今回は能力不足による社員への対応について記載します。
能力が著しく低い、ローパフォーマー社員への対応は多くの会社が頭を悩ませる要因の一つです。
しかし、能力不足だけを理由にした解雇は不可能ではありませんが、非常に困難です。
労働契約法第16条は、「解雇が客観的に合理的な理由を欠き、社会通念上相当であると認められない場合」については無効であると定めています。
判例によると能力不足を理由に解雇ができる条件は下記の通りです。
①能力不足の程度が客観的に見て雇用関係を維持するのが難しいほどである
②具体的な指導や教育を相当期間行っても改善しなかった
③配置転換も含めて解雇を回避する方法がなかった
裁判では事業主による一方的な解雇を厳しく制限しており、裁判で解雇が無効となった場合はその間の賃金補償や損害賠償など多額の費用が発生します。
そこで、解雇以外の解決方法を考える又は解雇となった場合でも、解雇が有効となるよう事前にしっかりと準備する必要があります。
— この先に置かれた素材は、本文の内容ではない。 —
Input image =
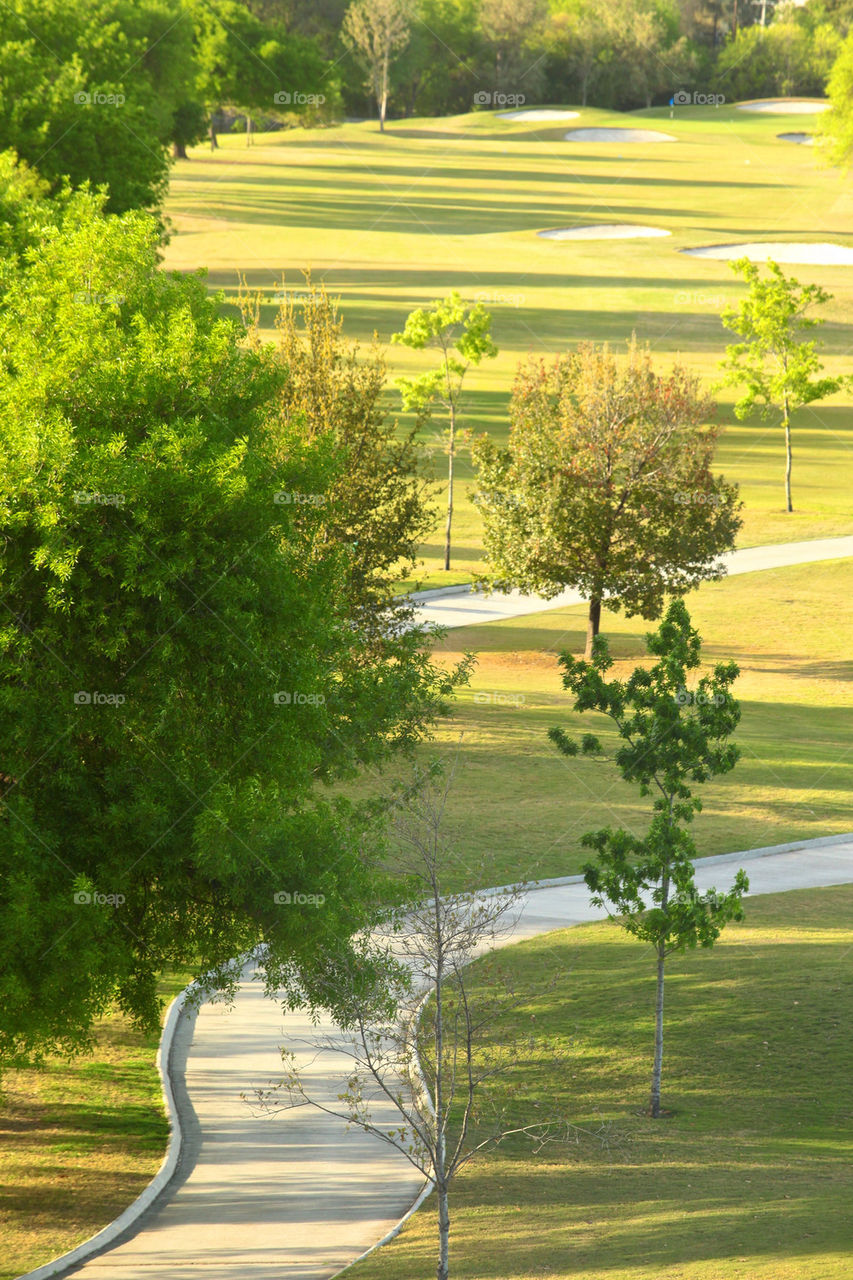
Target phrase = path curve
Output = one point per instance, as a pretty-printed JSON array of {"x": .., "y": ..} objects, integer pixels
[
  {"x": 299, "y": 1196},
  {"x": 464, "y": 607}
]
能力不足により解雇する場合、ステップとして以下の手順を取るのが良いかと思います。
※あくまで、一例です。
【①適切な目標設定と指導により本人の能力向上を促す】
業務の目標設定は会社が一方的に設定したものではなく、実現可能な程度のものであることはもちろんのこと本人の意見も聴取反映し、
本人の同意を書面で証拠として残しておきましょう。
【②教育指導した日付・内容・結果を書面で記録する】
口頭での注意だけでは、回数や内容を証明することができません。
必ず指導内容の記録を「書面」にて残すことが必要です。
指導の際はパワハラと受け取られるような本人の人格を否定する言動はもちろん、高圧的な態度を取らないように冷静に対応してください。
教育指導は1回のみではなく相当期間・回数行った事実が必要です。
【③本人の判断により退職を促す「退職勧奨」を行う】
本人の能力と会社の求める能力に乖離があり改善が望めない場合、本人と合意の上で自主的に退職してもらい、新天地で活躍した方が本人のためであることもあります。
話し合いの際には、「退職勧奨を受け入れなければ解雇になる」という脅迫や強要と受け取られる伝え方をしては解雇とみなされるため、注意が必要です。
本人が退職勧奨を受け入れた場合は、口頭での返事ではなく必ず「退職合意書」を会社側で作成し、書面で提出してもらった方が良いでしょう。
上記のように、能力不足による解雇は、しっかり準備をし指導を行う事が必要となります。
また、必ず指導内容等を書面にて署名捺印をもらいましょう。